Choses vues

F4. Un petit carré sur la carte, centré sur la Mairie…

Un jardin secret à la vue de tous

Trop de couleurs : un gilet de travaux jaune fluo, un sol où se mêlent pavés gris et bandes noires, les briques rouges agressives. Multicolore écho des drapeaux qui ornent la place devant la mairie austère. Trop de bruits. La radio tonitruante d’une voiture dont on claque les portes, les cascades soit disant bucoliques mais dont le vacarme assourdissant gêne. Trop de mouvements aussi : on court, on marche d’un air décidé, on n’a pas de temps à perdre. Une Castafiore attire tous les regards. Exubérance incarnée, elle a accordé ses talons démesurés à sa veste longue d’un orange carotte criard et accompagne le tout de fracassants rires moqueurs. Même le petit administratif qui l’accompagne semble embarrassé, ses cheveux trop collés par le gel surmontant de petites lunettes de soleil ridicules.

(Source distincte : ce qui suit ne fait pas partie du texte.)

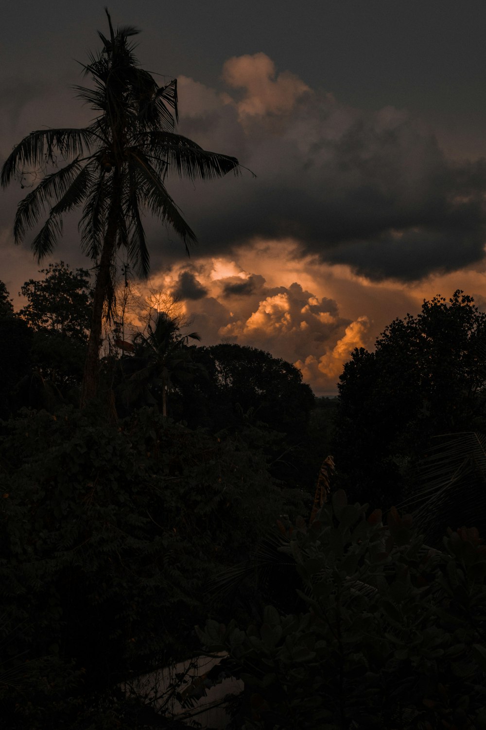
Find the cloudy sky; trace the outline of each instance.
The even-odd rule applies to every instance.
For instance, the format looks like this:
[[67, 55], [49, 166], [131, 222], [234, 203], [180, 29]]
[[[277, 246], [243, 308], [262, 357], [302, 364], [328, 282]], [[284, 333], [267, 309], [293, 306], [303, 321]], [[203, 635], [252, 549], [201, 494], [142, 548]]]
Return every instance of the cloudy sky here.
[[[77, 126], [79, 66], [104, 2], [18, 0], [0, 34], [0, 162], [42, 127]], [[483, 0], [114, 0], [141, 65], [177, 77], [179, 131], [256, 175], [169, 190], [199, 242], [147, 220], [152, 289], [180, 298], [203, 344], [295, 363], [332, 395], [356, 346], [457, 288], [486, 305]], [[23, 196], [0, 194], [0, 279], [39, 266], [14, 247]], [[89, 266], [75, 221], [52, 261]], [[46, 264], [48, 263], [47, 261]], [[120, 261], [120, 265], [122, 261]]]

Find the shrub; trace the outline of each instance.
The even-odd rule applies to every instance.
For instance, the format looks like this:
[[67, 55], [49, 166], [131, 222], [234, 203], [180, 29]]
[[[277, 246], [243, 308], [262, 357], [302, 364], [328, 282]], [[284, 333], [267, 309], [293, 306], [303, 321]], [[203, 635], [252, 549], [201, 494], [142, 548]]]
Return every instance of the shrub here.
[[246, 730], [486, 728], [486, 547], [463, 528], [432, 550], [409, 516], [367, 507], [340, 490], [283, 539], [300, 613], [199, 632], [245, 682]]

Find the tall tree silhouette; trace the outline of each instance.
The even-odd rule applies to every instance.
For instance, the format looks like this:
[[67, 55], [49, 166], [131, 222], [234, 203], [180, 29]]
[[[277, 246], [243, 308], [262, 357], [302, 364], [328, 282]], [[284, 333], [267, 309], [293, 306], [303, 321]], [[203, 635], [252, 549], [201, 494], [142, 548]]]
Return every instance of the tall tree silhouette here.
[[[103, 306], [109, 319], [114, 304], [112, 266], [117, 251], [127, 251], [141, 277], [149, 270], [142, 224], [144, 210], [169, 223], [189, 245], [196, 237], [165, 188], [168, 174], [190, 180], [239, 174], [234, 157], [207, 152], [173, 131], [179, 120], [176, 80], [159, 86], [140, 68], [129, 39], [139, 31], [119, 26], [114, 31], [108, 9], [109, 36], [98, 31], [103, 47], [84, 65], [94, 88], [77, 86], [79, 98], [98, 112], [84, 128], [42, 129], [17, 145], [1, 171], [5, 187], [26, 166], [57, 166], [18, 205], [14, 224], [17, 244], [38, 223], [47, 220], [32, 248], [39, 261], [53, 250], [62, 234], [64, 214], [82, 205], [79, 228], [83, 251], [97, 262], [93, 319], [85, 366], [82, 405], [96, 393]], [[175, 119], [174, 119], [175, 118]]]

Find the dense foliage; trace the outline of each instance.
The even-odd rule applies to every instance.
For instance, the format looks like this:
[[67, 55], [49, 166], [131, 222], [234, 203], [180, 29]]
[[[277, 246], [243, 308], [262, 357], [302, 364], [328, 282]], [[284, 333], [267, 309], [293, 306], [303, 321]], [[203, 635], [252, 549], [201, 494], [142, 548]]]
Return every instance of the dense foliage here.
[[431, 439], [486, 431], [486, 314], [471, 297], [424, 301], [356, 349], [340, 378], [332, 451], [353, 497], [388, 509], [407, 496]]
[[242, 630], [210, 620], [200, 636], [245, 682], [246, 730], [486, 728], [486, 547], [477, 531], [423, 545], [409, 517], [366, 518], [338, 491], [281, 550], [302, 608], [267, 606]]
[[1, 666], [60, 661], [82, 673], [67, 696], [195, 651], [208, 582], [286, 507], [244, 444], [149, 410], [113, 426], [22, 412], [4, 425], [0, 464]]

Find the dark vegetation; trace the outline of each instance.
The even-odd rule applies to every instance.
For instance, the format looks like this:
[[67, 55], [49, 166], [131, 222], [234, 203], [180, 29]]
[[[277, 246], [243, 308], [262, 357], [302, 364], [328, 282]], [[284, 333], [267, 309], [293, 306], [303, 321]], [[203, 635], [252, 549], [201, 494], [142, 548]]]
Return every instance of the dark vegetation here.
[[[80, 410], [90, 277], [40, 273], [18, 312], [0, 287], [4, 726], [176, 726], [119, 685], [225, 650], [219, 671], [245, 680], [235, 727], [486, 727], [471, 299], [392, 323], [352, 353], [335, 400], [267, 353], [193, 345], [162, 312], [104, 357]], [[392, 506], [404, 496], [413, 523]]]
[[97, 275], [50, 264], [18, 312], [0, 283], [2, 728], [181, 726], [122, 685], [224, 651], [184, 696], [242, 678], [229, 727], [486, 730], [486, 315], [460, 291], [424, 302], [351, 353], [337, 399], [170, 312], [124, 341], [112, 273], [119, 250], [148, 270], [139, 205], [187, 244], [166, 173], [238, 164], [173, 133], [175, 81], [109, 21], [79, 90], [93, 125], [31, 133], [3, 170], [71, 159], [15, 236], [52, 204], [42, 258], [83, 202]]

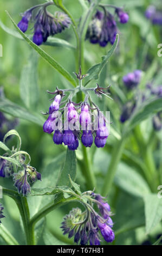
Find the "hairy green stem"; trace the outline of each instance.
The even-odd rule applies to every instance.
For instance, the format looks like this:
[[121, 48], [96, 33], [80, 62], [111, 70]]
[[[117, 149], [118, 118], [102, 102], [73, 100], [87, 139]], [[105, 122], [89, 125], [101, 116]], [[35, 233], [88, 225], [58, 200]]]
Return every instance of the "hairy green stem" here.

Il me faut échapper à cette atmosphère de cours d’école survoltée.
À deux pas, la silhouette élancée de quelques bouleaux m’attire. Je me dirige rapidement vers eux et brusquement, à ma droite, une grande place surgit de nulle part. Une seule dame s’y trouve, tout au fond, l’air pensif dans ses couleurs pastelles. Je décide de la rejoindre. « Je viens me poser ici pour être tranquille, me retrouver » m’avoue-t-elle immédiatement. Le message est clair, je m’installe un peu plus loin. Croquant dans un triste mélange de pain trop sec et de gouda trop fort, je réalise soudain le calme du lieu. La route n’est pas loin mais on l’entend à peine. Me parviennent même quelques chants d’oiseaux. Des pies, je crois. Ma voisine à la veste parme a bien choisi son lieu de retraite. Je ferme les yeux quand un rayon de soleil m’atteint. Le vent souffle en bourrasques alors cette chaleur inattendue est la bienvenue. Les yeux toujours clos, je sens brusquement une odeur feutrée de bosquet mouillé, de sous-bois après la pluie. De grandes flaques parsèment la place et les feuilles s’y rassemblent, comme par rendez-vous. D’ici, j’aperçois le vent agiter les branches de mes bouleaux sauveurs. Les briques rouges du Beffroi s’élèvent, altières, derrière l’or et le cuivre de leurs dernières feuilles rougies par l’automne et le soleil. Dans mon dos, des sculptures tarabiscotées de fer ont quant à elles un goût de splendeur passée, usée. Le contraste est saisissant. Une triste odeur de métal chaud me saisi, le béton sous mes mains devient rêche et froid.
Le vent change de sens : la laine parme bouge, je reçois tout à coup son parfum de fleurs d’été et l’odeur sucrée du croissant chaud qu’elle s’est offert. Espiègle mélange de saisons.
Deux femmes marchent au pas, une pizza sous le bras, leur conversation résonne. Soudain, le monde se réveille : un groupe d’anglais perdus, sacs à dos et cheveux roux, demande son chemin. Au téléphone, un homme d’affaire se presse, une écharpe à la main comme s’il n’avait pas pris le temps de la mettre. Un vélo file. Des chaussures à talons claquent sur le pavé tâché çà et là de restes de chewing-gum. Un labrador à longs poils blancs aboie, l’air perdu. L’herbe frémit. Le temps se couvre. Il est temps de rentrer.